What this does mean is that the choice between opening up a conventional savings account or an ISA becomes a little more straightforward. No longer will you have to make complicated calculations balancing interest earned with money saved from tax not paid.

As Martin Lewis of Money Saving Expert says: “for most people the personal savings allowance will mean all of their savings are tax-free, and therefore when choosing a product, the basic question is simply ‘what pays the highest rate?’”

And since ISA rates tend to be, on the whole, a little lower than equivalent rates for conventional savings accounts (due to what was their unique benefit in tax-relief), savings accounts will win out more times than not.

For those saving larger amounts (i.e. large enough to exceed the Personal Savings Allowance for each tax band), ISAs will win out but even then, you’ll be best off holding up to the PSA limit in a conventional saver and opening up an ISA to store the rest.

The one lasting benefit of an ISA is that they are future-proof in terms of general rate rises. So if (or rather, when), interest rates go up, everyone with a savings account will hit their PSA limit sooner. With an ISA, your interest is tax-free all the time.

Start Saving

Recently, low interest rates have meant that the saving landscape has suffered somewhat, but the introduction of the PSA is certain to soften any recently dealt blows.

Effectively, you can consider this as though the interest rate on your savings account (at least for the first £500-£1,000 worth of interest paid) has gone up by 20-40% depending on the rate at which you pay income tax.

Check out our savings account comparison tool in light of this new change and see how much you could be earning. You can compare cash ISAs as well to work out the best way to maximise the amount of tax-free interest you can earn.

4 comments on “Tax-Free Personal Savings Allowance Explained


Nowhere can I find explained the following point. You are not a basic rate tax payer OR a higher tax rate payer. You pay basic rate tax on the first £43K, then 40% on income above that. So how does it work – £1000 allowance on the first £43K then an additional £500 allowance? And what if your interest earnings push you above £43K?


Your article states that if your total taxable income from all sources is less than £17000 you do not pay tax on interest received. Does this mean if all your income is interest and comes to £16000 in the current tax year it is free of tax. This seems higher than the personal allowance plus PSA.

    Danny Lord Post author

    Hi David,

    Good question.

    The £17,000 figure comes from the government documentation that says, in no uncertain terms: “If your total taxable income is £17,000 or less you won’t pay any tax on your savings income.” []

    However, you’re right, if all of your income is from interest, then this can seem a bit confusing, since savings interest is counted as taxable income and it looks like you’d then be avoiding income tax.
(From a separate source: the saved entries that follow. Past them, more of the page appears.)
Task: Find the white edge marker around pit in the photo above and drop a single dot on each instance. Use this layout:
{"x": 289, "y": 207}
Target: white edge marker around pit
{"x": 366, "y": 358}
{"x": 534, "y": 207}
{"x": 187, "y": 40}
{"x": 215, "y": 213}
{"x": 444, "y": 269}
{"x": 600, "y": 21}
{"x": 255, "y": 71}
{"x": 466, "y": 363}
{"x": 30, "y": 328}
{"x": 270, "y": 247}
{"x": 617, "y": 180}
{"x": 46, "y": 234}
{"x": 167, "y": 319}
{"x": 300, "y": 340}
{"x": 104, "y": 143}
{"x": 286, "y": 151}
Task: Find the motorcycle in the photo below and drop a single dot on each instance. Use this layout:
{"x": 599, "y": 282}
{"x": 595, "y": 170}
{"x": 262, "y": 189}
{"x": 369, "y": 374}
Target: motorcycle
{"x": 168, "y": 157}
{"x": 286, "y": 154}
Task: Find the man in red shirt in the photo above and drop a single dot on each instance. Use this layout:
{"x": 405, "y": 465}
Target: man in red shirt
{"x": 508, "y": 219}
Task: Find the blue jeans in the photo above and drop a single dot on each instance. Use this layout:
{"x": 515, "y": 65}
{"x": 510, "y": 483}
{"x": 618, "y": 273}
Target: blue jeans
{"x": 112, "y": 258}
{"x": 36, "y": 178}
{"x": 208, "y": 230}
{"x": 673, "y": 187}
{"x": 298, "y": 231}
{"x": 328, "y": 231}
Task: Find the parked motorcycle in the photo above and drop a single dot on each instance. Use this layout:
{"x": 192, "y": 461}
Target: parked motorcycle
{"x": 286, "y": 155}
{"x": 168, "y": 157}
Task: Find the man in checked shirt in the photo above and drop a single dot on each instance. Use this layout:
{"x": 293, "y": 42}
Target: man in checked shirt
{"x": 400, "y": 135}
    We can break the £17,000 down into three parts:

    1. Income tax personal allowance of £11,000 for 2016/17
    2. Starting savings tax-free allowance of £5,000 (if your your total income is less than personal allowance + £5,000, then you’re eligible for tax-free savings)
    [Government Factsheet PDF]
    3. Basic Rate PSA of £1,000

    So, if you’ve earned £16,000 only in savings interest then, as far as I understand, no you won’t pay tax on it.

    The situation would be the same as it would if you earned £11,000 in employment income and then £5,000 in savings interest – the £11,000 takes up your personal allowance, then the next £5,000 of savings interest still keeps you within the limit for tax-free savings (2). The £1,000 PSA simply brings this threshold up.

    Hope that answers your question.